Eiser heeft niet overtuigend aangetoond dat hij met de hem ter beschikking gestelde auto’s op kalenderjaarbasis minder dan 500 kilometer privé heeft gereden. Dat eiser, voor het tijdvak waarin hij de eerste hem ter beschikking gestelde auto een sluitende kilometeradministratie heeft, is daartoe onvoldoende. De grens van 500 kilometer op kalenderjaarbasis wordt niet vastgesteld per personenauto, maar betreft het privégebruik van alle in dat jaar ter beschikking gestelde personenauto's. Een bijtelling van 0% op het loon door de werkgever is niet gelijk te stellen aan het rijden met een eigen auto door de werknemer zonder enige bijtelling. Het opleggen van de aanslag was verder voldoende voorzienbaar en kenbaar voor eiser. De naheffingsaanslag is terecht en naar het juiste bedrag opgelegd.

Uitspraak

Zittingsplaats Haarlem

Bestuursrecht

zaaknummer: HAA 14/2651

en

de inspecteur van de Belastingdienst/Landelijk Coördinatiecentrum Auto, verweerder.

Procesverloop

Verweerder heeft aan eiser over het tijdvak 1 januari 2013 – 5 juli 2013 een naheffingsaanslag Loonheffingen/Zorgverzekeringswet/Werknemersverzekeringen (hierna: de naheffingsaanslag) opgelegd.

Verweerder heeft bij uitspraak op bezwaar de naheffingsaanslag gehandhaafd.

Eiser heeft daartegen beroep ingesteld.

Verweerder heeft een verweerschrift ingediend.

Het onderzoek ter zitting heeft plaatsgevonden op 25 februari 2015. Eiser is verschenen, bijgestaan door [A]. Verweerder heeft zich laten vertegenwoordigen door zijn gemachtigde J.G. Arentsen, bijgestaan door M.D.A. Saathof.

Overwegingen

Feiten

1. Eiser was in 2013 in loondienst bij [A BEDRIJF] te [PLAATS] (hierna: de werkgever).

2. De werkgever heeft eiser in 2013 achtereenvolgens twee auto’s ter beschikking gesteld:

-

in de periode 1 januari 2013 tot en met 5 juli 2013 een [AUTOMERK A], kenteken [KENTEKEN 1], met een cataloguswaarde van € 57.347 (hierna: [AUTOMERK A]);

-

in de periode 29 juli 2013 tot en met 31 december 2013 een [AUTOMERK B], kenteken [KENTEKEN 2], cataloguswaarde € 49.690 (hierna: [AUTOMERK B]). [AUTOMERK B] is een elektrisch aangedreven auto waarvoor de geldende wettelijke bijtelling van 25% van de cataloguswaarde wordt verlaagd met 25% van de cataloguswaarde.

In de periode van 6 juli 2013 tot 29 juli 2013 maakte eiser gebruik van een eigen auto.

3. Eiser was sinds 2009 in het bezit van een “Verklaring geen privégebruik auto” (hierna: de Verklaring).

4. Gedurende de periode van 1 januari 2013 tot en met 5 juli 2013 heeft eiser voor [AUTOMERK A] een rittenadministratie bijgehouden.
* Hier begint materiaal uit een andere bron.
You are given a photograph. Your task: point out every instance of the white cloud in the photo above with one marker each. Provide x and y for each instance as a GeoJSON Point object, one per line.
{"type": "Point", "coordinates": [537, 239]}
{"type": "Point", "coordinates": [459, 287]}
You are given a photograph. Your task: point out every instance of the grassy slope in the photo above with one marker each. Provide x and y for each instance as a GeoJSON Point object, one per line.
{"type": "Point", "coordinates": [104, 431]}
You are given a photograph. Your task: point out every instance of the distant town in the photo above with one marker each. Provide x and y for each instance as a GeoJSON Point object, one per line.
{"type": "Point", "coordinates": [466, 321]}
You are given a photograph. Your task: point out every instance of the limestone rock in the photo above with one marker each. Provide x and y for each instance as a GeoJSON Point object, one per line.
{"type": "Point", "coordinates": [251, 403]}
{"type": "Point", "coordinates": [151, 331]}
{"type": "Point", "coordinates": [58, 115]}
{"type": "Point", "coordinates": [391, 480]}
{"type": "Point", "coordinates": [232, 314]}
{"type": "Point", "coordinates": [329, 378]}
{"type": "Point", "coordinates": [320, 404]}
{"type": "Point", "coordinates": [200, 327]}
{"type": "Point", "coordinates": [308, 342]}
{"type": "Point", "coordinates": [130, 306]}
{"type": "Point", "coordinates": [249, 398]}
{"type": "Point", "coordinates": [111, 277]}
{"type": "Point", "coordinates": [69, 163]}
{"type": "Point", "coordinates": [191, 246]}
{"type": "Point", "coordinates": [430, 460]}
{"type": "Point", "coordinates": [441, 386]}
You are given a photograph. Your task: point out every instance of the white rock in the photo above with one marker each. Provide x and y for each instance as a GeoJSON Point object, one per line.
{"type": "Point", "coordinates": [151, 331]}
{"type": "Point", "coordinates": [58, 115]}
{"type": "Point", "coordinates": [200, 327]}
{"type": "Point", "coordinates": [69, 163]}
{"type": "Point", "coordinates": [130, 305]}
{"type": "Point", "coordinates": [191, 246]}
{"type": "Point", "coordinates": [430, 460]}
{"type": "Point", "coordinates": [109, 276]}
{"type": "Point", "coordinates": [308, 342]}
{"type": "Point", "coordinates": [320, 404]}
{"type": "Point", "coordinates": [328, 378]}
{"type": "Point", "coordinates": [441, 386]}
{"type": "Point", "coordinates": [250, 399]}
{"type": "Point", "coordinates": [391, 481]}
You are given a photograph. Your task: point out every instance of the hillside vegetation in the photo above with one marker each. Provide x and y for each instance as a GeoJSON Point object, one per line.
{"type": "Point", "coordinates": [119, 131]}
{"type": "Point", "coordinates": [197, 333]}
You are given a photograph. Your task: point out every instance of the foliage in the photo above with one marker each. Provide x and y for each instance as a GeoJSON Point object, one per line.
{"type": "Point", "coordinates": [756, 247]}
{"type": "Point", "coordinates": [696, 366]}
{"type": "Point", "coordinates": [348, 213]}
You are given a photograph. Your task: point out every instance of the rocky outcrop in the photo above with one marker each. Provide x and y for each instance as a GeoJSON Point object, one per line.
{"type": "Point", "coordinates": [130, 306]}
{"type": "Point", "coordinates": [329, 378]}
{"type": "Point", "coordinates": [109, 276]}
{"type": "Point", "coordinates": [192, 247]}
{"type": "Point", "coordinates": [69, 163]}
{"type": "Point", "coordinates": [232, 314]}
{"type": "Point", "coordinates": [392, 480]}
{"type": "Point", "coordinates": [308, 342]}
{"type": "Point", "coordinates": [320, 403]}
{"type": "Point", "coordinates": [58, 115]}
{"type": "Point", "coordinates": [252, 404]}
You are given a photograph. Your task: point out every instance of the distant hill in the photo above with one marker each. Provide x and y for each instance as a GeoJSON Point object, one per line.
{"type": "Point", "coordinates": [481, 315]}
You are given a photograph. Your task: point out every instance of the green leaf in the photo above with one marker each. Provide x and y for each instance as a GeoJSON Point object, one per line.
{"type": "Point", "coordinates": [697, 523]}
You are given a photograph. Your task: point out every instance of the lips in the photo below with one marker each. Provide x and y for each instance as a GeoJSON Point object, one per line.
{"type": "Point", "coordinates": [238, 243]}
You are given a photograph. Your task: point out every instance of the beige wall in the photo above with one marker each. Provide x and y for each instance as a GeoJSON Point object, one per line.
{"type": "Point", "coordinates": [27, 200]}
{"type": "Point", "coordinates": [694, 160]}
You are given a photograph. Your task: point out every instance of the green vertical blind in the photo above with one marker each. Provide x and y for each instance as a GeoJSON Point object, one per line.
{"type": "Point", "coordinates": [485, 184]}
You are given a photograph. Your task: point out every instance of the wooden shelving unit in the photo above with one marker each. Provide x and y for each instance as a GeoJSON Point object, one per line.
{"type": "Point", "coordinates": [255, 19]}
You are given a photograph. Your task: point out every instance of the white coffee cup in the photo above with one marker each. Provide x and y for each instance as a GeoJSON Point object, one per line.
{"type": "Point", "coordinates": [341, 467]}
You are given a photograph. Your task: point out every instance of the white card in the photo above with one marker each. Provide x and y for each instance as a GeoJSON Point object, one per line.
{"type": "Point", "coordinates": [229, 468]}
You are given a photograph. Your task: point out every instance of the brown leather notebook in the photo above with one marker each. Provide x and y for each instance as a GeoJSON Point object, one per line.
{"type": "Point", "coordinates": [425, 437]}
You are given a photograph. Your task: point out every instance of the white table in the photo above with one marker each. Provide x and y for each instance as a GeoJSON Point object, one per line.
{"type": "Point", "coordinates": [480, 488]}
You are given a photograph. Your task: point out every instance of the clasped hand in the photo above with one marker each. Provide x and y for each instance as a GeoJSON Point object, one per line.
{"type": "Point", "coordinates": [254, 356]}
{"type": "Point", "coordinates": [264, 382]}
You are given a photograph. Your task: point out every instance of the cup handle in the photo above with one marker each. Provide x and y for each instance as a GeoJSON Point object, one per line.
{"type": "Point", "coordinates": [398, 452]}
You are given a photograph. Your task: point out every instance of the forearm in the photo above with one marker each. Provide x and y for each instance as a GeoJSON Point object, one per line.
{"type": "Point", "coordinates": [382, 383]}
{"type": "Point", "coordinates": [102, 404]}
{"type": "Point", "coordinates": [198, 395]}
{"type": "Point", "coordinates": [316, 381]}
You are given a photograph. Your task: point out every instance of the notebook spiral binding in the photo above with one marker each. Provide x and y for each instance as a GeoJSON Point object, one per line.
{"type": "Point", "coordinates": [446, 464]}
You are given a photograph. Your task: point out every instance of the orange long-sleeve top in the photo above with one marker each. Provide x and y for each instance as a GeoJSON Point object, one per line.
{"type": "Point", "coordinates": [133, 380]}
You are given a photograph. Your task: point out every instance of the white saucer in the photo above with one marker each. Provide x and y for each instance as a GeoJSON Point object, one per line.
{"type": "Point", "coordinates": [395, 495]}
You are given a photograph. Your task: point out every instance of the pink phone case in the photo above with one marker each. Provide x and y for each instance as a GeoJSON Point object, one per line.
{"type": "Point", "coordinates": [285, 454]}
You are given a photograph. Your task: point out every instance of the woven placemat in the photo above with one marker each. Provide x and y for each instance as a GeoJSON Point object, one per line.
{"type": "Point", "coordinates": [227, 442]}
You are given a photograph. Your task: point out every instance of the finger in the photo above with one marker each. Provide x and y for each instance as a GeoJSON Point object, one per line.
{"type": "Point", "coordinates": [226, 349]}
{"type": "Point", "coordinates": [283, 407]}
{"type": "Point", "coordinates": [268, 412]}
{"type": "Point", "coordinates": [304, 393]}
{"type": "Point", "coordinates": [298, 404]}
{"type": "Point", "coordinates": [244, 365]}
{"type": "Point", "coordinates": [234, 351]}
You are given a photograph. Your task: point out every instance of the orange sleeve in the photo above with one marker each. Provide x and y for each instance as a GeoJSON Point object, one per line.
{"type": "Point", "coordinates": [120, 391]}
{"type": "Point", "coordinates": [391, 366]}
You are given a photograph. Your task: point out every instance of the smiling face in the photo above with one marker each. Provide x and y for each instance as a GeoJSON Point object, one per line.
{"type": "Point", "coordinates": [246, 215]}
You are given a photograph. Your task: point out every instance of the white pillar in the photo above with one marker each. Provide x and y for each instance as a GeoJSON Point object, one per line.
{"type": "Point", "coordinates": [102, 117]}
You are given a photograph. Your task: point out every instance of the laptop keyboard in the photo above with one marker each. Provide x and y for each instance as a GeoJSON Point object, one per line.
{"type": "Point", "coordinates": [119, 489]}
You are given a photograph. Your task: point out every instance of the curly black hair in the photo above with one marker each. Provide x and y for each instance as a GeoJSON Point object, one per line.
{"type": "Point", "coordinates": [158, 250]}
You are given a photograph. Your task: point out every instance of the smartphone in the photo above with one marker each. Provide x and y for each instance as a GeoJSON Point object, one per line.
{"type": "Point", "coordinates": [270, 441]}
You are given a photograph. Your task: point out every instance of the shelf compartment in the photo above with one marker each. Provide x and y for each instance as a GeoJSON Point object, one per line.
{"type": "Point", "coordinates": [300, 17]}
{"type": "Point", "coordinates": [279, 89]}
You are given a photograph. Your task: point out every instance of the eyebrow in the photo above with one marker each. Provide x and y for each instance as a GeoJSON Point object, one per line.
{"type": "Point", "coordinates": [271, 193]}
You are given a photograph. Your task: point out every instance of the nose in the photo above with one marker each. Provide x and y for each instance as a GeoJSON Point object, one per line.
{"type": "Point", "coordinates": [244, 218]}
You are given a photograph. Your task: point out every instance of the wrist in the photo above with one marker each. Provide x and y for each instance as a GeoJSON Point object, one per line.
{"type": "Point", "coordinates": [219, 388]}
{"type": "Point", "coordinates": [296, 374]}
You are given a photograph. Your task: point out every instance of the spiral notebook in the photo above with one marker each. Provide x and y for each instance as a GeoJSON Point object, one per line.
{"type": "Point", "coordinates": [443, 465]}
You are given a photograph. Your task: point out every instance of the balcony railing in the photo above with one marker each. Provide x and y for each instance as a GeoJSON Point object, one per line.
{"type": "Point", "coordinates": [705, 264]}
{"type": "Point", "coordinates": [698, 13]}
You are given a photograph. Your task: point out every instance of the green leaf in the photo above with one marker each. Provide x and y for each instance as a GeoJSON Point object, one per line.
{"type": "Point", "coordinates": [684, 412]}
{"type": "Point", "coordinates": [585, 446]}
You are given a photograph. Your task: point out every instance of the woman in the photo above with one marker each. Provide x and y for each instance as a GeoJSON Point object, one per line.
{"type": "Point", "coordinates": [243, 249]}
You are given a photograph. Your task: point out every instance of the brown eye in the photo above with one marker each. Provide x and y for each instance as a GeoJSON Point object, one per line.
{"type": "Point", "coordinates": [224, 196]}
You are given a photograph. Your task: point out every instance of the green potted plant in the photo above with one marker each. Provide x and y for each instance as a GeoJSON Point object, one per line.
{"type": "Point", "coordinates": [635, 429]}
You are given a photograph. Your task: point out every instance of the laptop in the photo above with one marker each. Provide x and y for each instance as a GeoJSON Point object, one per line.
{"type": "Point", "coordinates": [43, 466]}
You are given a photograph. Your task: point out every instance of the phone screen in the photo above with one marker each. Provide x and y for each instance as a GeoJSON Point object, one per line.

In deze periode is deze auto niet voor privédoeleinden gebruikt. Eiser heeft voor [AUTOMERK B], in gebruik per 29 juli 2013, geen rittenadministratie bijgehouden.

5. De werkgever heeft in de periode van 1 januari 2013 tot en met 28 juli 2013 de bijtelling privégebruik auto achterwege gelaten.

6. Verweerder heeft op 14 november 2013 van eiser twee ingevulde exemplaren van het formulier “Wijziging of intrekking verklaring geen privégebruik auto” ontvangen.

7. Verweerder heeft naar aanleiding hiervan bij brief van 3 januari 2014 eiser meegedeeld de Verklaring in te trekken en daarnaast eiser de thans in geschil zijnde naheffingsaanslag opgelegd.

Geschil 1. In geschil is of, zoals verweerder aanvoert en eiser betwist, de aanslag terecht, over de juiste periode en naar het juiste bedrag is opgelegd.

2. Eiser concludeert tot gegrondverklaring van het beroep, vernietiging van de uitspraak op bezwaar en vernietiging van de naheffingsaanslag. Verweerder concludeert tot ongegrondverklaring van het beroep.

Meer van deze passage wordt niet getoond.